When I first read about the Melvin Conway’s law on software structure, I didn’t agree that much. I was thinking on a different angle; business people was responsible to communicate with the costumer and it was their responsibility to pass tickets to us. Our responsibility was to implement them.
This is wrong in so many aspects. First of all, this abstraction would never work. A software crafter should be aware of the whole system she built in order to think generic enough. Also, a crafter will be able to contribute to the project with new and shiny ideas only if she can know the product itself. Conway’s words made sense after adopting this mind-set.
… organizations which design systems (in the broad sense used here) are constrained to produce designs which are copies of the communication structures of these organizations.
- M. Conway
What we do is all about people. Back in 90’s the cool thing was to write code that no one understands, today even our code needs to communicate with the people.

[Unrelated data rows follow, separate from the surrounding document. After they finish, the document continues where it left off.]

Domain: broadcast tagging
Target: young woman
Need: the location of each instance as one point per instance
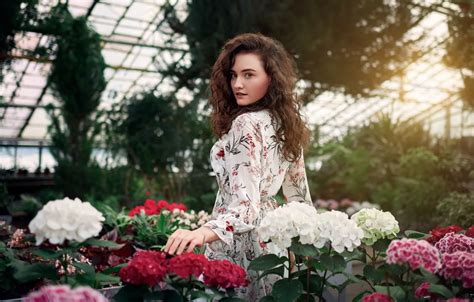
(261, 137)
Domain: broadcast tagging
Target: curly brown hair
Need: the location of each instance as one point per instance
(280, 99)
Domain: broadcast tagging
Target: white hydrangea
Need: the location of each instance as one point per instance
(67, 219)
(336, 228)
(289, 221)
(357, 206)
(376, 225)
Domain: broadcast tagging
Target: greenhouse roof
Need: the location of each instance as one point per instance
(135, 49)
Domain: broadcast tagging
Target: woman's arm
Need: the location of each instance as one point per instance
(242, 156)
(181, 239)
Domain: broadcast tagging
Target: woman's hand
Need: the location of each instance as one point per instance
(185, 240)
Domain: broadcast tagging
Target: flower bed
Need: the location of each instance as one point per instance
(73, 244)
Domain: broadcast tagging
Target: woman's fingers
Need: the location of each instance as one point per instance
(181, 239)
(193, 243)
(171, 240)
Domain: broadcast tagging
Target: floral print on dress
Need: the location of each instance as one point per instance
(250, 170)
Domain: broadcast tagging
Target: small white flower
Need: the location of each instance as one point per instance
(357, 206)
(65, 219)
(376, 225)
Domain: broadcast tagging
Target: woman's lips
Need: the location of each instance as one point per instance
(240, 95)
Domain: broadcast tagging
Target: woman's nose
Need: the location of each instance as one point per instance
(237, 82)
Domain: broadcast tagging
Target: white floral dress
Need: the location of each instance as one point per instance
(250, 170)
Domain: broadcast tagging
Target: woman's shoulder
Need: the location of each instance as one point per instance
(253, 117)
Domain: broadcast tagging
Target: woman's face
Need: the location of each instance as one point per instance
(249, 81)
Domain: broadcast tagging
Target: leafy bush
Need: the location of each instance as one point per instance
(456, 208)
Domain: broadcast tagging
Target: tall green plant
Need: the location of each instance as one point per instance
(460, 47)
(14, 14)
(77, 80)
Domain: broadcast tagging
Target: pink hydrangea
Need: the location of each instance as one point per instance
(460, 266)
(59, 293)
(453, 242)
(377, 297)
(416, 253)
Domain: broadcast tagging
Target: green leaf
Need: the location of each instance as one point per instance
(396, 292)
(47, 254)
(381, 245)
(131, 293)
(356, 254)
(335, 263)
(306, 298)
(25, 272)
(89, 269)
(102, 243)
(359, 296)
(286, 290)
(303, 249)
(314, 283)
(104, 278)
(279, 270)
(267, 299)
(195, 294)
(373, 274)
(441, 290)
(351, 277)
(266, 262)
(415, 234)
(170, 295)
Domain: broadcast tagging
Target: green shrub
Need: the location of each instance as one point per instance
(456, 208)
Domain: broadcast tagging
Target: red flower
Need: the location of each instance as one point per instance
(470, 232)
(162, 204)
(377, 297)
(187, 265)
(136, 210)
(438, 233)
(178, 206)
(146, 267)
(423, 291)
(224, 274)
(152, 207)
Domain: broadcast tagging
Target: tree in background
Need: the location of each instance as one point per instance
(397, 165)
(77, 80)
(347, 46)
(460, 47)
(14, 14)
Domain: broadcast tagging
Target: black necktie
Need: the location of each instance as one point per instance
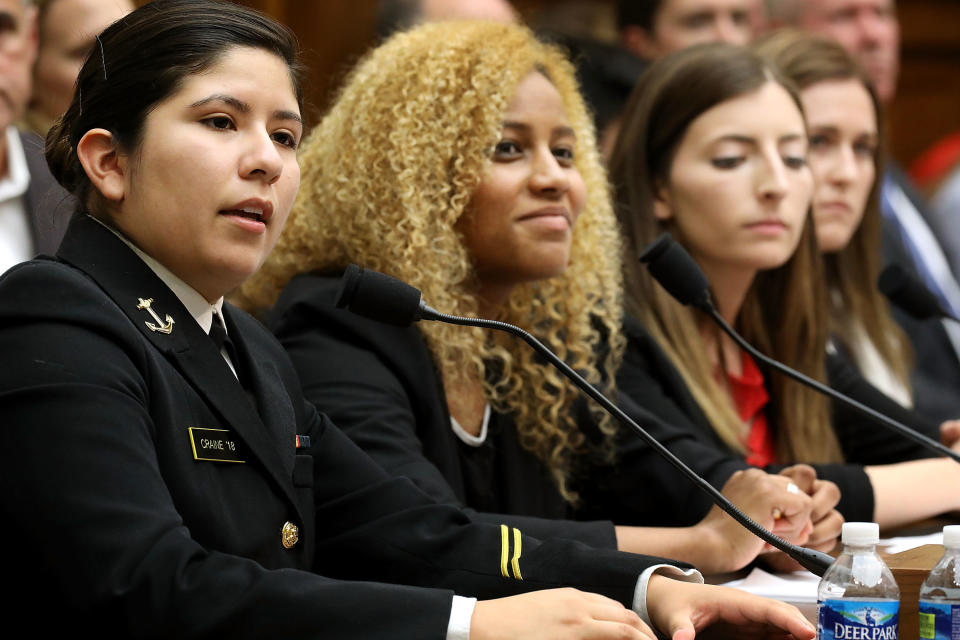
(221, 340)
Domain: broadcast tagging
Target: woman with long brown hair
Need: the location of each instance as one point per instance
(714, 150)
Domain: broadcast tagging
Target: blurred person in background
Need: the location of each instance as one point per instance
(31, 221)
(870, 32)
(399, 15)
(653, 28)
(67, 30)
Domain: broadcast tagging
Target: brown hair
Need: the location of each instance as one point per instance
(851, 273)
(782, 313)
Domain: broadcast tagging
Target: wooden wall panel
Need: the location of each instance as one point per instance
(927, 105)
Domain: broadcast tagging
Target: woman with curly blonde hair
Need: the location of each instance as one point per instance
(460, 158)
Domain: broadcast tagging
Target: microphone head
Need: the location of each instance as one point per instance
(671, 266)
(909, 294)
(379, 297)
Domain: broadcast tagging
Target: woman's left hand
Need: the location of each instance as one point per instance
(683, 610)
(950, 434)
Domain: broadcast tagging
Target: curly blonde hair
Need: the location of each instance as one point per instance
(390, 170)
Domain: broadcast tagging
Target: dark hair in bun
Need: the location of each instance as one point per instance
(143, 58)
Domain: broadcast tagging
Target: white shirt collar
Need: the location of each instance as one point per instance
(198, 307)
(15, 183)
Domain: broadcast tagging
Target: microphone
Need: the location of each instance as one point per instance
(369, 293)
(910, 295)
(674, 278)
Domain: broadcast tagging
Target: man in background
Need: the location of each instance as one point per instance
(651, 29)
(34, 210)
(398, 15)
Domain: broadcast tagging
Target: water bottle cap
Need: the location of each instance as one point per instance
(860, 533)
(951, 535)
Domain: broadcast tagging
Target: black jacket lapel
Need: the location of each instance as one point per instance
(128, 280)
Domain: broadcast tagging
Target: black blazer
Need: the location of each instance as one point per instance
(649, 378)
(379, 384)
(113, 527)
(935, 378)
(47, 205)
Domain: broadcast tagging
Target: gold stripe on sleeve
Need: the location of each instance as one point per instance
(504, 550)
(516, 554)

My duty in the second phase of apprenticeship is to join different teams at HolidayCheck. It’s highly encouraged to join teams focused on something other than software, which makes total sense as I explained above. By joining different teams, I will be able to learn more about not only product itself, but the culture that produces, sells, and monitors that product as a whole.
Second phase of my apprenticeship is an elegant touch which promises a lot. In worst case, it will create bonds across the teams, but for the best case, sky is the limit.